Dall’osservatorio parziale di docente supplente in un istituto tecnico della periferia nord est di Roma, subito dopo un’ora di supplenza, ho avuto un contatto con una docente di materia giuridica, nonché collaboratrice degli uffici della dirigenza che aveva voglia di attaccar bottone a riguardo. Molto discretamente, accetto di mettermi a disposizione del dibattito.
Entro nella classe per poter posare i miei effetti e uscirne di nuovo per poter iniziare una telefonata. La docente mi chiede che i ragazzi si erano mostrati interessati al funzionamento della piattaforma Rousseau: «Tu sai come si vota?», io rispondo che no, tecnicamente so solo che bisogna effettuare l’accesso al sito internet ma il proprio utente deve essere autorizzato e certificato, ma da chi e come non ne ho la più pallida idea.
L'interlocutore B, subendo un cortocircuito tra langue e parole, afferma: «Quindi tu sei iscritto! Come si fa? Voglio votare anche io!», la docente si mostra incuriosita del fatto di come effettivamente si possa votare e ritiene che tutti possano votare nel quesito (capestro) proposto da Grillo-Casaleggio. Rispondo, cortesemente che, in realtà, sapere come si fa non si traduca effettivamente nell'iscrizione al portale e lascio intendere che non ho interesse a quel tipo di dibattito interno al Movimento 5 Stelle.
Poi la rivelazione della docente, scoperta attraverso l’uso sincrono e coordinato del pollice e dell’indice sullo schermo del proprio telefono, così da ingrandire le scritte della schermata iniziale della piattaforma: possono votare gli utenti certificati prima del 2016.
Sdegno: «Ma questa è un’oligarchia!
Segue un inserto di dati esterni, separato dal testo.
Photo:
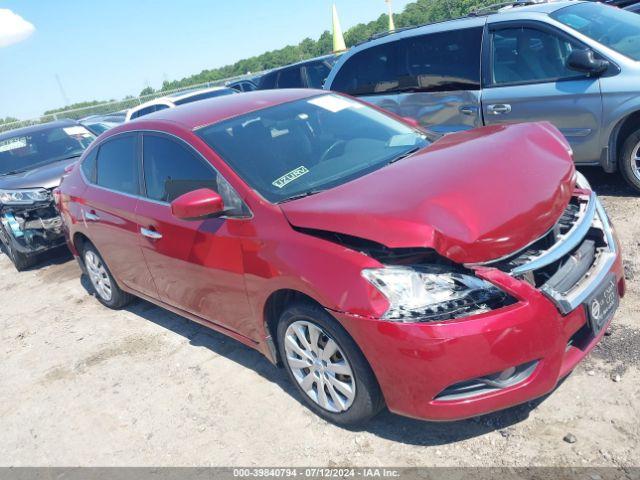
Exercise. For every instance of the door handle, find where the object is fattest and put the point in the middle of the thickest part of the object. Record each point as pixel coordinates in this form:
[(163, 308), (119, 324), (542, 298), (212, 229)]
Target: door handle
[(469, 110), (91, 216), (152, 234), (499, 109)]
E io non posso votare? Cittadini, cittadini e nessuno può votare?».

Potremmo spenderci lungamente in discorsi riguardo una professoressa di materie giuridiche, con mansioni dirigenziali, che sia caduta nel tranello del cittadinismo agitato da circa un decennio dal Movimento 5 Stelle: l’aver uniformato, nell’immaginario collettivo, i cittadini tutti in cui chiunque può far riferimento al movimento pur senza farne parte, è una delle grandi illusioni circa la partecipazione digitale e fattiva in quest’era che rifiuta tutte le ideologie tranne una: quella capitalista e del mercato.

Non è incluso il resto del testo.